# Orderless pattern matching

The MMA docs state that "In matching patterns with Orderless functions, all possible orders of arguments are tried".

Why then does the following not work?

plus[x__Integer, y__Real] := x+y
Attributes[plus] = {Orderless}
plus[2.5, 3]


Got:

plus[2.5, 3]


Expected:

5.5


Note that the expression does match the pattern.

MatchQ[plus[2.5, 3], plus[x__Integer, y__Real]]


returns True if and only if plus has the Orderless Attribute.

I think the documentation needs to be more clear on this; the order of definitions is important:

Remove[plus]

Attributes[plus] = {Orderless};
plus[x__Integer, y__Real] := x + y

plus[2.5, 3]

5.5


So the Orderless attribute must be active at the time the definition is created.
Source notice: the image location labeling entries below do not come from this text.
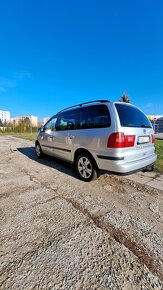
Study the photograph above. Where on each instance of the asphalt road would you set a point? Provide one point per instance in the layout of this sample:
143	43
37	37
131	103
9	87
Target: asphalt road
57	232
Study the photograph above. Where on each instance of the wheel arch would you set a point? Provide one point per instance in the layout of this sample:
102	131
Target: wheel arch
80	151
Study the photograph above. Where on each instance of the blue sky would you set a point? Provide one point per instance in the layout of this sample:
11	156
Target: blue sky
56	53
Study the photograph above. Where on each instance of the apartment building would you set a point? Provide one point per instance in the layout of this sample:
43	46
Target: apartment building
17	120
4	116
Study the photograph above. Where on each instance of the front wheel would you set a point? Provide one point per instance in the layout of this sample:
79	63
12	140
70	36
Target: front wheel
86	168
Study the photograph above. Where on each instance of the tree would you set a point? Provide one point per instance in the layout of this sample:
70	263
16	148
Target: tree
125	99
1	124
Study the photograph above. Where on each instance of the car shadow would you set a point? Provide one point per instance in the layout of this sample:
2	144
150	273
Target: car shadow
49	161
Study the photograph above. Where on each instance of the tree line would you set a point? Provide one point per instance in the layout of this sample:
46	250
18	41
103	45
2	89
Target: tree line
23	126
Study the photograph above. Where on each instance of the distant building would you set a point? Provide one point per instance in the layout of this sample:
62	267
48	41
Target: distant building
46	119
17	120
157	122
4	117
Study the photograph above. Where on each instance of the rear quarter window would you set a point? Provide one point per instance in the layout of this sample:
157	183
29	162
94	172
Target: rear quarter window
132	117
95	117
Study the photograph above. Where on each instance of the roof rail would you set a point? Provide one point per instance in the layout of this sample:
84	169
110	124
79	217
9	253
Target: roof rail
80	105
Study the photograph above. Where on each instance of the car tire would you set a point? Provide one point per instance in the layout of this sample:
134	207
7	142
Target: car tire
86	168
38	150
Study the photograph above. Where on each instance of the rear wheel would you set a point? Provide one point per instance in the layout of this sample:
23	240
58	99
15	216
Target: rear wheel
38	150
86	168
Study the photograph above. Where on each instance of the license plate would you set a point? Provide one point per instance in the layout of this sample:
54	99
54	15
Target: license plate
143	139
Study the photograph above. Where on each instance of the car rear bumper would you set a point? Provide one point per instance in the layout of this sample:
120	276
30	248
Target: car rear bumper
124	167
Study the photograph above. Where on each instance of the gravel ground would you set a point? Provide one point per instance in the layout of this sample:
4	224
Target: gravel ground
57	232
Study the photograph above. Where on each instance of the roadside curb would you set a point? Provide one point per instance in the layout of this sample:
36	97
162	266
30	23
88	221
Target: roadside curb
151	179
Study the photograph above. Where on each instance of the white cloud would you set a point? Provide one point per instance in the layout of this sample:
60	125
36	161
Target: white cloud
13	82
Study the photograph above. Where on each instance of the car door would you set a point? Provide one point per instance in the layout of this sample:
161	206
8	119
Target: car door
46	136
64	135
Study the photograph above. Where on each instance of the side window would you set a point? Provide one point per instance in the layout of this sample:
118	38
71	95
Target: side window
68	120
95	117
51	124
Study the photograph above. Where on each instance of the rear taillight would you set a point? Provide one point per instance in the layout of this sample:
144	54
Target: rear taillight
153	138
120	140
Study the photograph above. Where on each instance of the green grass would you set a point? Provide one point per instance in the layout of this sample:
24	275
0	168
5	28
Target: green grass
27	136
159	151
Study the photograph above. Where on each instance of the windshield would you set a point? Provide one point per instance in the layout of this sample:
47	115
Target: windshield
132	117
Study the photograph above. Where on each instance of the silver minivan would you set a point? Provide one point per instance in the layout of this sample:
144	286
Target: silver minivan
99	136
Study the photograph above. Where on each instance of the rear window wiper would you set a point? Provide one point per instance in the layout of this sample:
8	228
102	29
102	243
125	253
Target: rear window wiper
145	126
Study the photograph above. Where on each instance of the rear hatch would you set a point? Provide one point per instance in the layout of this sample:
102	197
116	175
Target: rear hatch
136	128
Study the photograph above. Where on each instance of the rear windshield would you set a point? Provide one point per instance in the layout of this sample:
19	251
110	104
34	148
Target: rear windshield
132	117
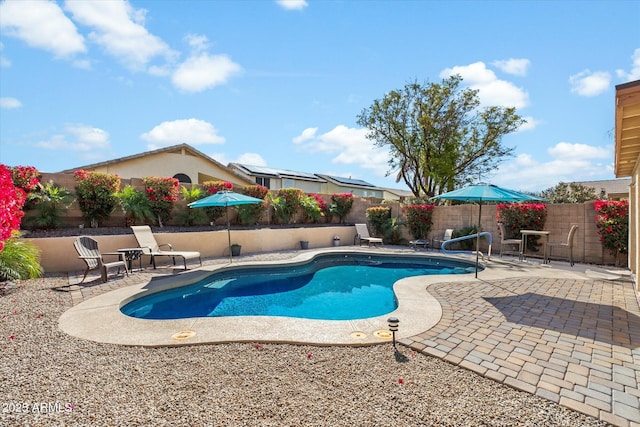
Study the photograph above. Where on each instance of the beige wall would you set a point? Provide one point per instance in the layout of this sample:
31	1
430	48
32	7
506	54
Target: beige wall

Noteworthy is that definitions made before setting the attribute can cohabit with those made after setting it in a very useful way. For years I didn't know this until Simon Woods made me aware of it with this answer:

Here is my own application of that behavior:

## OrderlessPatternSequence

Version 10.1 introduces OrderlessPatternSequence which allows orderless behavior to be applied one definition (or even pattern) at a time.

Remove[plus]

plus[OrderlessPatternSequence[x__Integer, y__Real]] := x + y

plus[a_, b_] /; a < b := {a, b}


The first definition works in orderless fashion:

plus[2.5, 3, 1.8]

7.3


The second definition retains normal behavior:

plus[3, 1]

plus[3, 1]